Most Alaska villages lack road access and hospitals. Here’s how they’ll fight the coronavirus.

Village health clinics, like this one in the Northwest Alaska village of Noorvik, will be at the front lines of fighting the novel coronavirus in rural parts of the state. (U.S. Air Force photo/Master Sgt. Jack Braden)

Even in cities with big hospitals, the novel coronavirus is testing the limits of the modern health care system. But fighting the virus in rural Alaska presents additional challenges: Some of Alaska’s remote villages can be 100 miles from the nearest hospital, and many are disconnected from the road system and only reachable by plane.

That isolation could make treatment more challenging, and epidemic disease has devastated rural Alaska before. But the remoteness of many of Alaska’s villages can also be an advantage, making it easier to control people moving in and out and to quarantine or isolate them if necessary.

“There’s potential for this to be contained and not to be catastrophic in rural Alaska. But if it’s mismanaged, it could be considerably worse,” said Kevin Berry, a University of Alaska Anchorage economist who’s studied epidemic disease and response.

Tribal health care providers have worked with state public officials to develop a basic framework for responding to cases of COVID-19, the disease caused by the coronavirus, if they’re discovered in rural Alaska.

Since most cases of COVID-19 don’t result in serious illness, officials hope that most sick people can stay at home and monitor their symptoms.

One important exception is if they live in a multi-generational home, as older people appear to be particularly vulnerable to the disease. The proportion of Alaska’s homes defined as “overcrowded” — with more than one person to a room — is roughly double the national average, and more than 10 times the national average in some communities.

For people who become sick in a home that also shelters elders, public health officials hope to be able to move them to another home in the same village, said Heidi Hedberg, Alaska’s public health director. If no alternative housing is available, then the person would have to move to either a regional hub community or, if that’s not an option, to an urban hub like Anchorage.

Officials are also exploring whether they could move modular trailers out to some villages to provide temporary housing, if necessary, but that idea is likely too logistically complicated to work on a large scale, according to Hedberg.

“We really want to figure out how we can leverage existing homes,” she said.

For people with COVID-19 who need to leave a rural village, Hedberg said the state can rely on three different types of air carriers. The least expensive option would be to have people fly in a regional commuter plane, if that can be done safely for the pilot and the patient, she said.

More expensive would be a medevac flight, in a plane with trained health-care professionals. And the state can turn to the National Guard as a last resort, Hedberg said.

Shelly Deering, an official at one medevac provider that works in Alaska, Airlift Northwest, said her service isn’t planning to add extra planes to its fleet but has protocols to protect workers against infectious illness. Those include basic protections like masks and gowns, she said.
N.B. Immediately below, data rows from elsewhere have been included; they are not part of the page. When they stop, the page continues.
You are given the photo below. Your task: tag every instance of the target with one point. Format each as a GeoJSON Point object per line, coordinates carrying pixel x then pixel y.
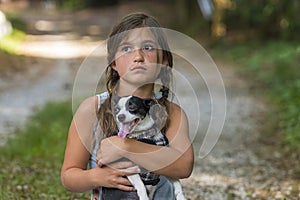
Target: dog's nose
{"type": "Point", "coordinates": [121, 117]}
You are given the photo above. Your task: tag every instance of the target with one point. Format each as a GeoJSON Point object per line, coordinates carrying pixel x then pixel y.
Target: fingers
{"type": "Point", "coordinates": [131, 170]}
{"type": "Point", "coordinates": [121, 165]}
{"type": "Point", "coordinates": [124, 184]}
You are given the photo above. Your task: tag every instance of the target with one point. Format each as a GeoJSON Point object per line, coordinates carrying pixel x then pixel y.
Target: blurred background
{"type": "Point", "coordinates": [255, 44]}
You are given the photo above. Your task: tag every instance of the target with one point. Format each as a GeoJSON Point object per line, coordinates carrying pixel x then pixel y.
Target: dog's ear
{"type": "Point", "coordinates": [148, 102]}
{"type": "Point", "coordinates": [159, 115]}
{"type": "Point", "coordinates": [115, 99]}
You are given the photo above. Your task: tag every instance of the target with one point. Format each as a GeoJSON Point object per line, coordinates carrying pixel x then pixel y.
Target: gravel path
{"type": "Point", "coordinates": [240, 166]}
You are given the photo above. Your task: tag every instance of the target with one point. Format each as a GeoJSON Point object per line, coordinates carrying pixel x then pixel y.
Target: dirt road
{"type": "Point", "coordinates": [239, 167]}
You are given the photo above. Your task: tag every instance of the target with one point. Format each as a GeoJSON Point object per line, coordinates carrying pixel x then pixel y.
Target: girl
{"type": "Point", "coordinates": [138, 55]}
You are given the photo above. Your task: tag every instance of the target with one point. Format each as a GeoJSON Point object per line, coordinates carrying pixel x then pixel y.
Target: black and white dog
{"type": "Point", "coordinates": [142, 119]}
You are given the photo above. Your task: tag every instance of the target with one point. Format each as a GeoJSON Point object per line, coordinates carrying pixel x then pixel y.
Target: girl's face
{"type": "Point", "coordinates": [137, 58]}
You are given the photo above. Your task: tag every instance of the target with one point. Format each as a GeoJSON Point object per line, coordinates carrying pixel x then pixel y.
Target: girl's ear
{"type": "Point", "coordinates": [113, 66]}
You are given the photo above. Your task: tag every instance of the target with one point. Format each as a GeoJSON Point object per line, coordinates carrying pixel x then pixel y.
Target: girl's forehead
{"type": "Point", "coordinates": [138, 35]}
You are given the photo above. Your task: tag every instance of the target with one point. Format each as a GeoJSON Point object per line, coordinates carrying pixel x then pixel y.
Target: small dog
{"type": "Point", "coordinates": [142, 119]}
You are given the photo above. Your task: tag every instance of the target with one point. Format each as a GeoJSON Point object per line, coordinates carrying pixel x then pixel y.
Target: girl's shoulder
{"type": "Point", "coordinates": [100, 98]}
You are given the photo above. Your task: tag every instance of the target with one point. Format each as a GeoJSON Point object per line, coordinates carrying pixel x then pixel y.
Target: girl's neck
{"type": "Point", "coordinates": [145, 91]}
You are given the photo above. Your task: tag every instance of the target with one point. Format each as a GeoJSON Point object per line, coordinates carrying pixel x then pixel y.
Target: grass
{"type": "Point", "coordinates": [274, 65]}
{"type": "Point", "coordinates": [31, 162]}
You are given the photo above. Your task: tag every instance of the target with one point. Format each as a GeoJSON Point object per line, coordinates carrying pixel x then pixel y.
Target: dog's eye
{"type": "Point", "coordinates": [131, 107]}
{"type": "Point", "coordinates": [117, 110]}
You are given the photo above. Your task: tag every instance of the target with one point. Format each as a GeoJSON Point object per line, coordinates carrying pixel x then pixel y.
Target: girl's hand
{"type": "Point", "coordinates": [109, 151]}
{"type": "Point", "coordinates": [114, 175]}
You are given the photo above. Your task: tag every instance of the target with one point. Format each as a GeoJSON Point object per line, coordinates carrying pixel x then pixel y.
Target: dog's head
{"type": "Point", "coordinates": [132, 114]}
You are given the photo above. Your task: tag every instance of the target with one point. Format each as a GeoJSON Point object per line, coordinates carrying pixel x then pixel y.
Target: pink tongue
{"type": "Point", "coordinates": [124, 131]}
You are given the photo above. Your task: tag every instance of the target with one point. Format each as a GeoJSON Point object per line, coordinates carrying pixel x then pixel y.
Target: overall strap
{"type": "Point", "coordinates": [97, 192]}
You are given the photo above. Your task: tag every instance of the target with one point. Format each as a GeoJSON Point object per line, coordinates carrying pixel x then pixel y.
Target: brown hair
{"type": "Point", "coordinates": [132, 21]}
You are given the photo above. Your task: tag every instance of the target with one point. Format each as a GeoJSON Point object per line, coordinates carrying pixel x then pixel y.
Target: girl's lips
{"type": "Point", "coordinates": [138, 68]}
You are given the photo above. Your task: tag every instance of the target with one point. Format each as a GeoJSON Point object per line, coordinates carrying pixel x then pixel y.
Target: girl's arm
{"type": "Point", "coordinates": [175, 161]}
{"type": "Point", "coordinates": [75, 177]}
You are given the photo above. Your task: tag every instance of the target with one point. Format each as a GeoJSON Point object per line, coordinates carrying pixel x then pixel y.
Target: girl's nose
{"type": "Point", "coordinates": [138, 55]}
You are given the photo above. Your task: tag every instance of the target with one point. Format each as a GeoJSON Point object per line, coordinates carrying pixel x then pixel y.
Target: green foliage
{"type": "Point", "coordinates": [80, 4]}
{"type": "Point", "coordinates": [275, 65]}
{"type": "Point", "coordinates": [31, 162]}
{"type": "Point", "coordinates": [268, 18]}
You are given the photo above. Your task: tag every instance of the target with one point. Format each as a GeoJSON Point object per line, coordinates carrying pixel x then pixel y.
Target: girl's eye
{"type": "Point", "coordinates": [148, 47]}
{"type": "Point", "coordinates": [126, 49]}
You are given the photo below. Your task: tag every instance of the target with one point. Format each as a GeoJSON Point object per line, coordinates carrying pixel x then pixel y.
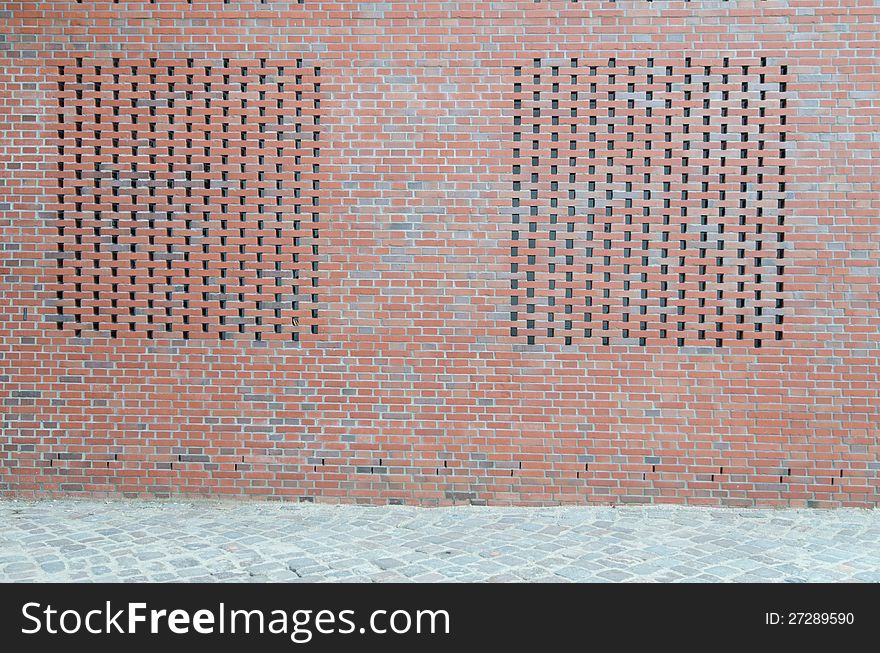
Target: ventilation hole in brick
{"type": "Point", "coordinates": [164, 206]}
{"type": "Point", "coordinates": [722, 202]}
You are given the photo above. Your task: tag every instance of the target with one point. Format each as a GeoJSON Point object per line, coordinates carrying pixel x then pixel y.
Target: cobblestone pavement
{"type": "Point", "coordinates": [129, 541]}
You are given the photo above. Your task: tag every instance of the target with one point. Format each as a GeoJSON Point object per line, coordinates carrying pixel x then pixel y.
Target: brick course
{"type": "Point", "coordinates": [503, 252]}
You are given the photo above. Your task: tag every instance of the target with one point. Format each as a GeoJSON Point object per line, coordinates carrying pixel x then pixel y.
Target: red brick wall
{"type": "Point", "coordinates": [442, 252]}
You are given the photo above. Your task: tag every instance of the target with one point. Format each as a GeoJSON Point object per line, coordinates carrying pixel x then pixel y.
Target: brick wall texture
{"type": "Point", "coordinates": [509, 252]}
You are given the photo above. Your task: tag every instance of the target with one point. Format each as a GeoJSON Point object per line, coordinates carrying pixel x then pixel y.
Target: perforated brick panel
{"type": "Point", "coordinates": [648, 201]}
{"type": "Point", "coordinates": [187, 201]}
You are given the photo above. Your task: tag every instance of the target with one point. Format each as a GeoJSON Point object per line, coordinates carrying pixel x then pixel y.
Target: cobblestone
{"type": "Point", "coordinates": [206, 541]}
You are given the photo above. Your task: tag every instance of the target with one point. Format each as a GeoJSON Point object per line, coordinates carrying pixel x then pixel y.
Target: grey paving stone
{"type": "Point", "coordinates": [249, 542]}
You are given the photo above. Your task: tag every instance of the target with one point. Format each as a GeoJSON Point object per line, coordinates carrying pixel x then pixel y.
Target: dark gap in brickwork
{"type": "Point", "coordinates": [646, 196]}
{"type": "Point", "coordinates": [188, 195]}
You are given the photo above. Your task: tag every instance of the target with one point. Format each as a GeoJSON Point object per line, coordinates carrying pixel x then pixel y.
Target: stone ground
{"type": "Point", "coordinates": [206, 541]}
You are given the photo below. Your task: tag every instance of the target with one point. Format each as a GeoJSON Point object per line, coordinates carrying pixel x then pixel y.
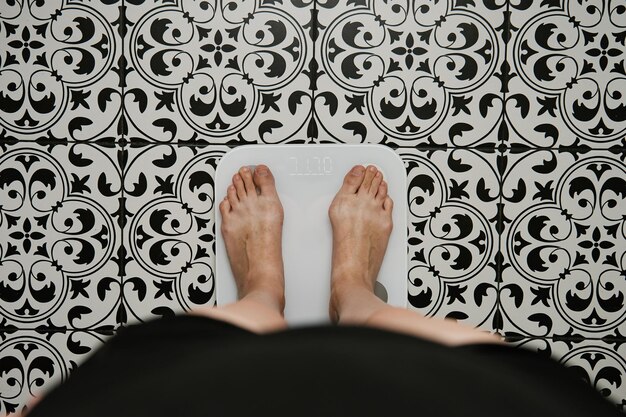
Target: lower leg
{"type": "Point", "coordinates": [252, 219]}
{"type": "Point", "coordinates": [360, 306]}
{"type": "Point", "coordinates": [361, 219]}
{"type": "Point", "coordinates": [257, 312]}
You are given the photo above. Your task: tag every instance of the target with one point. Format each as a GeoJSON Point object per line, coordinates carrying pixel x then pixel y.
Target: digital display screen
{"type": "Point", "coordinates": [311, 166]}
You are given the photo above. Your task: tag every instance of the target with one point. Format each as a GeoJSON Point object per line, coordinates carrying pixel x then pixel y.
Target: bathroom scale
{"type": "Point", "coordinates": [307, 179]}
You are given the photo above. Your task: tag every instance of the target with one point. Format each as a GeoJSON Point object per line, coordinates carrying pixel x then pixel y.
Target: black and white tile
{"type": "Point", "coordinates": [453, 234]}
{"type": "Point", "coordinates": [600, 363]}
{"type": "Point", "coordinates": [409, 73]}
{"type": "Point", "coordinates": [60, 73]}
{"type": "Point", "coordinates": [60, 222]}
{"type": "Point", "coordinates": [33, 362]}
{"type": "Point", "coordinates": [170, 229]}
{"type": "Point", "coordinates": [218, 71]}
{"type": "Point", "coordinates": [567, 75]}
{"type": "Point", "coordinates": [564, 243]}
{"type": "Point", "coordinates": [508, 115]}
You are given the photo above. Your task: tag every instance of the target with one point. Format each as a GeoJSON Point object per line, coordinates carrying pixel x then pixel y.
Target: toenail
{"type": "Point", "coordinates": [358, 171]}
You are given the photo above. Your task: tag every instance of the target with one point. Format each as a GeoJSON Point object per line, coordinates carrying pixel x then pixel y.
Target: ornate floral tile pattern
{"type": "Point", "coordinates": [510, 117]}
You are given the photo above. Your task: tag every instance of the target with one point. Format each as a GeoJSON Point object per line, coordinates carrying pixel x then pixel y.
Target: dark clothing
{"type": "Point", "coordinates": [194, 366]}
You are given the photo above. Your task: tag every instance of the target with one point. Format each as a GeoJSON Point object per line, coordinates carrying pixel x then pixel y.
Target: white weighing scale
{"type": "Point", "coordinates": [307, 179]}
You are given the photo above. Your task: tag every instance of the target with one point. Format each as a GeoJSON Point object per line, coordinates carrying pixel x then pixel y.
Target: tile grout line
{"type": "Point", "coordinates": [417, 148]}
{"type": "Point", "coordinates": [500, 204]}
{"type": "Point", "coordinates": [313, 86]}
{"type": "Point", "coordinates": [122, 260]}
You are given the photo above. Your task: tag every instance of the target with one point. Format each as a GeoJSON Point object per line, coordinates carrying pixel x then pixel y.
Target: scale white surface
{"type": "Point", "coordinates": [307, 179]}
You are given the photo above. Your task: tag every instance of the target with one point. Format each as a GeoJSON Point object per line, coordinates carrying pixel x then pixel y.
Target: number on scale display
{"type": "Point", "coordinates": [315, 165]}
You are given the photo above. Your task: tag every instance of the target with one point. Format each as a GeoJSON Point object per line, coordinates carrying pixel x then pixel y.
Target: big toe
{"type": "Point", "coordinates": [353, 179]}
{"type": "Point", "coordinates": [264, 179]}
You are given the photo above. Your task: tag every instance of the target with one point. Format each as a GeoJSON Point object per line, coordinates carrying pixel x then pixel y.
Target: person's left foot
{"type": "Point", "coordinates": [252, 223]}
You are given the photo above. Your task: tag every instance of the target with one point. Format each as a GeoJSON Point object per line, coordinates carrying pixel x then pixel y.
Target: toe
{"type": "Point", "coordinates": [224, 207]}
{"type": "Point", "coordinates": [388, 204]}
{"type": "Point", "coordinates": [370, 172]}
{"type": "Point", "coordinates": [353, 179]}
{"type": "Point", "coordinates": [381, 194]}
{"type": "Point", "coordinates": [241, 189]}
{"type": "Point", "coordinates": [231, 194]}
{"type": "Point", "coordinates": [246, 175]}
{"type": "Point", "coordinates": [378, 179]}
{"type": "Point", "coordinates": [264, 179]}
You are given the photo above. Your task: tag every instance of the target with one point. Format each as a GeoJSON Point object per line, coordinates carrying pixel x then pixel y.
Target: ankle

“And then gloving and using a lot of hand sanitizer,” she said. “There’s nothing different from that.”

The center of the coronavirus response in rural Alaska will be the hundreds of community health aides that work for tribal clinics in more than 150 villages around the state — along with employees of other clinics known as Federally Qualified Health Centers.

The front-line community health aides are connected to other providers in regional hubs and at the tribal hospital in Anchorage, the Alaska Native Medical Center, who can be tapped when patients need more advanced care.

“The Alaska tribal health care system works from the ground up. So, our communities are our leaders — we’re responsible to them,” said Roald Helgesen, ANMC’s chief executive.

Tribal health care providers have developed what Helgesen described as a sort of flow chart or algorithm to help guide decisions about which rural patients could be treated in regional hospitals or in Anchorage.

The logistics of moving sick people between those locations can be significant, Helgesen acknowledged. Providers are preparing to deal with those logistics for patients who could have COVID-19, and there are pre-existing plans in the event that large numbers of people need to be moved, said Helgesen. But he declined to share many details, saying that need hasn’t developed.

“We want to encourage people to be calm, to be prepared if somebody does need to be asked to be quarantined in their home for a couple weeks,” Helgesen said.

People should make sure that they have two weeks worth of food and medicine in case they need to take care of themselves, along with another person who could check up on them and deliver food if necessary, he added.